11. Show that the number of ways to express a positive integer $n$ as the sum of consecutive positive integers is equal to the number of odd factors of $n$.

I am forced to assume that @fresh_42 meant to say "number of odd factors other than (i.e. excluding) 1", because otherwise it is easy to find counter-examples. There is just one way to write 6 as a sum of consecutive natural numbers ($1+2+3$) even though it has two odd factors, 1 and 3.

I am giving below one way to prove the claim stated in the question, but the proof isn't rigorous. I will work out the finer details and post it later when I have some free time.

Observation 1: Any odd natural number $y >= 3$ can be written as a sum of 2 consecutive positive integers, $(y -1)/2$ and $(y+1)/2$

Observation 2: If a sequence of consecutive natural numbers is an odd-length sequence "centered" at an integer $x$ (e.g. $4, 5, 6$ is centered at $x=5$ and is of length 3), then the sequence's sum is $x * lengthOfSequence$. The length of such an odd-length sequence can be denoted by $(2k + 1)$. $k$ will be the count of numbers to the left of $x$ and also the count of numbers to the right of $x$. It is easy to see that every pair of numbers that are at the same offset to the left and to the right of $x$ in the sequence will add up to $2x$ and the sum is $(2k+ 1)*x$.

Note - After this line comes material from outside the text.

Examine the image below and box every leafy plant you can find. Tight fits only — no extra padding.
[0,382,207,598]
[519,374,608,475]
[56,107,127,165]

Observation 3: If such an odd-length sequence is centered at an odd number and the sequence starts sufficiently away from 1 (away-ness dependent on $k$, need to work out the exact formula), then it can be transformed or broken down to an even-length sequence of consecutive natural numbers that is double the length but adds up to the same sum as the original sequence; this even-length sequence will be centered around 2 consecutive numbers derived from the original center $x$ as per observation 1. E.g. $(6 + 7 + 8) \equiv ((1+2)+(3+4)+(5+6)) \equiv 21$

Observation 4: If the consecutive numbers sequence is of even-length or if it centered at an even number, then there is no transformation to a longer sequence of consecutive numbers (like that in previous observation) that adds up to same sum.

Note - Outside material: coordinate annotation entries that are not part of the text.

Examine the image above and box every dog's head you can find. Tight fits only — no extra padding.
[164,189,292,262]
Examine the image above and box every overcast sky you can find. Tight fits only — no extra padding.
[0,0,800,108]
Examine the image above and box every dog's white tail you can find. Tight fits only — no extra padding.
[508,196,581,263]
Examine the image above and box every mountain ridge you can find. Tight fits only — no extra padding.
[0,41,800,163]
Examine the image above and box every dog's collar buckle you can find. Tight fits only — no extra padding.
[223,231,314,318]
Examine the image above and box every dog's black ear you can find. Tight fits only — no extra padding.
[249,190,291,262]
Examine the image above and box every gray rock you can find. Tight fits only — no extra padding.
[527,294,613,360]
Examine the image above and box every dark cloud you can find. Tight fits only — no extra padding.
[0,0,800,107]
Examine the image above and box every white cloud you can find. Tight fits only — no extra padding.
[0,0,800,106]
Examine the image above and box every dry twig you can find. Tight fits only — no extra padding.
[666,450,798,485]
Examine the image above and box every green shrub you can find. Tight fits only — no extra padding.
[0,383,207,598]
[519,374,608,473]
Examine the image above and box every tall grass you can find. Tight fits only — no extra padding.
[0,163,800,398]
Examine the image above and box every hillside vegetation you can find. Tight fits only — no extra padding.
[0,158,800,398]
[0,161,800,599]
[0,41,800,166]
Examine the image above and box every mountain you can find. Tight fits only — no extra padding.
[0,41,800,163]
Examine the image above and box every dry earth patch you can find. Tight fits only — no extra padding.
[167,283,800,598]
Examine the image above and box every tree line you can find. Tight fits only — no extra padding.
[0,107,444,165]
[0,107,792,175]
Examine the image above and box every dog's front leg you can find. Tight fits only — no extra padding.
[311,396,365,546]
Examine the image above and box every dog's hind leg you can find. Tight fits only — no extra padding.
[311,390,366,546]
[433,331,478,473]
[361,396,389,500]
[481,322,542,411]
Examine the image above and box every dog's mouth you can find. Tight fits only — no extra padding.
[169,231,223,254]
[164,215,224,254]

Now suppose there are $m$ distinct ways to factorize $n$ as a multiple of 2 numbers and they are represented as $a_{1} \times b_{1}, a_{2} \times b_{2}, ..., a_{m} \times b_{m}$ where $a_{i} <= b_{i}$. Also we order then such that $a{1} < a_{2} < ... < a_{m}$. We can map each such pair to atmost two unique sequences of consecutive natural number that add up to $n$. The mapping will be as follows:
• If $a_{1} = 1$, then we can map to just one sequence, $(b{1} -1)/2 + (b{1} +1)/2$, provided $b$ is odd. No mapping if $b_{1} = n$ is even
• If $a_{i} and b_{i}$ are even, then no mapping
• If both $a_{i}$ and $b_{i}$ are odd, then we map to $(b_{i} - ((a_{i}-1) \div 2)), (b_{i} - ((a_{i}-1) \div 2) +1), .., b_{i}, (b_{i} + 1), .., (b_{i} + ((a_{i}-1) \div 2))$, i.e. an odd-length sequence centered at an odd number. This sequence can be broken down to another sequence based on obsrvation 3, so we get 2 mappings
• If only one $a_{i}$ and $b_{i}$ is odd, then only one mapping is possible
If we use the above transformations, we get as many sequences that add up to $n$ as there are odd factors of $n$ (except for the odd factor 1)

#### fresh_42

Mentor
2018 Award
11. Show that the number of ways to express a positive integer $n$ as the sum of consecutive positive integers is equal to the number of odd factors of $n$.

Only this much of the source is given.